All of her life it had been her and Tuney, two sisters inseparable as twins. She had never once thought of herself as alone, until she learned she was magic and everything changed.

Now, she wakes up every morning alone. There are five other girls in the room where she sleeps, but they are not really there with her. Not the way her big sister Tuney used to be.

Every day Lily has to practice talking about her sister in the past tense. It doesn't mean that she is dead, but the special sister friendship they used to have is dead, and Lily knows that is much sadder.

There is no conspiratorial laughter, no sneaking down the stairs to nick a sweet or two before breakfast, nobody to stand by her side and lie with her when one of them inevitably gets into trouble.

Instead, Lily's morning ritual is predictable and therefore totally boring. She is awake before the other girls, and the floorboards hardly creak as her tiny body tip toes around the dormitory. Once she slips into her school robes and combs her hair, she stands very still in front of the tall mirror, peering curiously into it as it reflects her small figure, and the much larger empty space around her.

Lily's Birthday was four days ago. She is twelve years old now. On January thirtieth she had stared into this same mirror, looking for what was different now that she was older. She had not been satisfied, and found herself in that same spot every day since.

On her birthday, she had seen the girl who would be spending the first birthday of her life without her dear sister.

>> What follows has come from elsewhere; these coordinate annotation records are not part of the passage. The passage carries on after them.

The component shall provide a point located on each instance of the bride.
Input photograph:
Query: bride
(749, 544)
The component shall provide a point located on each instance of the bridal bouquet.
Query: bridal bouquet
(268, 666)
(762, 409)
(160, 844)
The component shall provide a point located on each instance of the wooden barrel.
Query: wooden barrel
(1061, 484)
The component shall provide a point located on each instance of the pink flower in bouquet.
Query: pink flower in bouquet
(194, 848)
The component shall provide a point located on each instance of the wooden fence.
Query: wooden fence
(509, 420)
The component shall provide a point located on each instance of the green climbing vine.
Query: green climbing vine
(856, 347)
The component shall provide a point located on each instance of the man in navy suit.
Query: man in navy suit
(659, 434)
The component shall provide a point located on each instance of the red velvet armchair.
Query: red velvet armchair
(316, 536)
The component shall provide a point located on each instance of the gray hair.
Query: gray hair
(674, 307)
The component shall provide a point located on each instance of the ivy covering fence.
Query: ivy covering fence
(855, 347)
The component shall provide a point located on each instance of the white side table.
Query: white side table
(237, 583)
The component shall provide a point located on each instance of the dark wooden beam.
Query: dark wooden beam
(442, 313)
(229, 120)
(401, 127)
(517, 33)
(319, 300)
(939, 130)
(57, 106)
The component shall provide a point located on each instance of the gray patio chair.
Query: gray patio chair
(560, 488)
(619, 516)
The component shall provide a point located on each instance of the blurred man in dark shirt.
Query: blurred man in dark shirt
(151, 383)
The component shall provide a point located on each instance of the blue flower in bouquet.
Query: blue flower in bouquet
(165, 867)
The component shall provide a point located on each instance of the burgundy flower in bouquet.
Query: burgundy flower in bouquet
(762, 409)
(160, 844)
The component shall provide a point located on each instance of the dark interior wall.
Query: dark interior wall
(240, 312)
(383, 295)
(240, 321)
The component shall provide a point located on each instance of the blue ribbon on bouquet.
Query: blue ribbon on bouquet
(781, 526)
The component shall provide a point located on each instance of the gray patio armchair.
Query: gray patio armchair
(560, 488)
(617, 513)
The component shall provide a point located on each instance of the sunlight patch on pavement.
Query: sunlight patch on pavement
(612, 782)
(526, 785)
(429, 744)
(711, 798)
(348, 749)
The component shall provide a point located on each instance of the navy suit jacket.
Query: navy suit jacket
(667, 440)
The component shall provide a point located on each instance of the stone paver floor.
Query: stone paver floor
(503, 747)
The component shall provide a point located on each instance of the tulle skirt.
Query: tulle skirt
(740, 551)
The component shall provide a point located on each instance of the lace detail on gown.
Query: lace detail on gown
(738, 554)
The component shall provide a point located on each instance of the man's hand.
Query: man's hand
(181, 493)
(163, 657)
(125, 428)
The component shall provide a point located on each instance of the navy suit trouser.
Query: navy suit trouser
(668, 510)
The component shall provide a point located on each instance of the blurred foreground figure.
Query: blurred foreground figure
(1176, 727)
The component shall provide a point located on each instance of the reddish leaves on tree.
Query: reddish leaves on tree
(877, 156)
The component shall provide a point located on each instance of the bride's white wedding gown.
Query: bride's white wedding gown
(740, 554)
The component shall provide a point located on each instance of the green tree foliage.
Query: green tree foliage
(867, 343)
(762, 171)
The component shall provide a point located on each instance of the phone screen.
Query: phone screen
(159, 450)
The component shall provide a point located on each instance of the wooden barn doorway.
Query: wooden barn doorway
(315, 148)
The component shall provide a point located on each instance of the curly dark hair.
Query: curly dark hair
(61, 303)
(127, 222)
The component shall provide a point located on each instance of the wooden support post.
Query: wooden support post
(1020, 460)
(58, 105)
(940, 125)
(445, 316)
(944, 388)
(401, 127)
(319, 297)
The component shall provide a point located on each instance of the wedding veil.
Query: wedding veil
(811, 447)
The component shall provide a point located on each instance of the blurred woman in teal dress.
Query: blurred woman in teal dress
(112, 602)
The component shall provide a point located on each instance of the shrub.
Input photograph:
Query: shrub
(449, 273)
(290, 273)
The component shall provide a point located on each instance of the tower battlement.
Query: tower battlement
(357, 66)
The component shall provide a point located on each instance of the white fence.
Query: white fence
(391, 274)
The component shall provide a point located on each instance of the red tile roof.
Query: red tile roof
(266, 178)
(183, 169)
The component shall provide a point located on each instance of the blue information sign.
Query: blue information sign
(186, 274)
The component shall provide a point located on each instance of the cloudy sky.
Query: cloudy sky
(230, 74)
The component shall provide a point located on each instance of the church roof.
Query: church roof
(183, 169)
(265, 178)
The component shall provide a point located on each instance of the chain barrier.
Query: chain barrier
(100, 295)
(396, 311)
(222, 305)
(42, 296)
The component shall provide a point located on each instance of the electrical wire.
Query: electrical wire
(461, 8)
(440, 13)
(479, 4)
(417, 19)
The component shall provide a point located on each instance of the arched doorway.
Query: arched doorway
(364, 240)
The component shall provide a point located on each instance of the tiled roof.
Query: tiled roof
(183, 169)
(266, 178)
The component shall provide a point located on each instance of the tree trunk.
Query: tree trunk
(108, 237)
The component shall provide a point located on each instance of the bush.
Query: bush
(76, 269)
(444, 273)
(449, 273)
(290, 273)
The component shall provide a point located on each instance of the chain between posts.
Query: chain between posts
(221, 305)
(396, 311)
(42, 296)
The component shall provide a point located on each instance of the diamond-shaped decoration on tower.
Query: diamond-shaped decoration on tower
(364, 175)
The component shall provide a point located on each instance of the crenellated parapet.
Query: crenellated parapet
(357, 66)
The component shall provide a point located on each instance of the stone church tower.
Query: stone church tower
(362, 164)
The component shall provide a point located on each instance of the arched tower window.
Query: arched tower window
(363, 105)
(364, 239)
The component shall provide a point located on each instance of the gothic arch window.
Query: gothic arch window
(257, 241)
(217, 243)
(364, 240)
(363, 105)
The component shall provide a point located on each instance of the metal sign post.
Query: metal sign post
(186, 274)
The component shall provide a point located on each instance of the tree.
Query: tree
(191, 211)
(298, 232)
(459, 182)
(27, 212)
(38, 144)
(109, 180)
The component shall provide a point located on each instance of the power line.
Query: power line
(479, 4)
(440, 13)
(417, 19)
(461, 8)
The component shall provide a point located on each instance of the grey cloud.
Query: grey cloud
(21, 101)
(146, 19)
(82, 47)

On the day after that, she had seen the blue streak in her hair, the result of her spell that she had convinced her teachers was an accident. Lily thought it looked pretty when she made it, but now it was just a reminder that her sister doesn't just hate what Lily can do, she hates what she physically is.

The next day Lily had hardly seen anything at all – her eyes were full of tears before she even reached the mirror, knowing all she would see was a remnant of the girl she had been when Tuney loved her.

Yesterday she saw the emerald necklace that she had automatically put on, and remembered that it had been a gift from Tuney, salvaged from the time capsule they found that summer in the woods.

Today all Lily sees is a girl, smaller than ever in contrast to the empty space around her. She stands still out of instinct for a moment, but soon feels she has no reason left to be there. She picks up her book satchel and heads down to the Common Room.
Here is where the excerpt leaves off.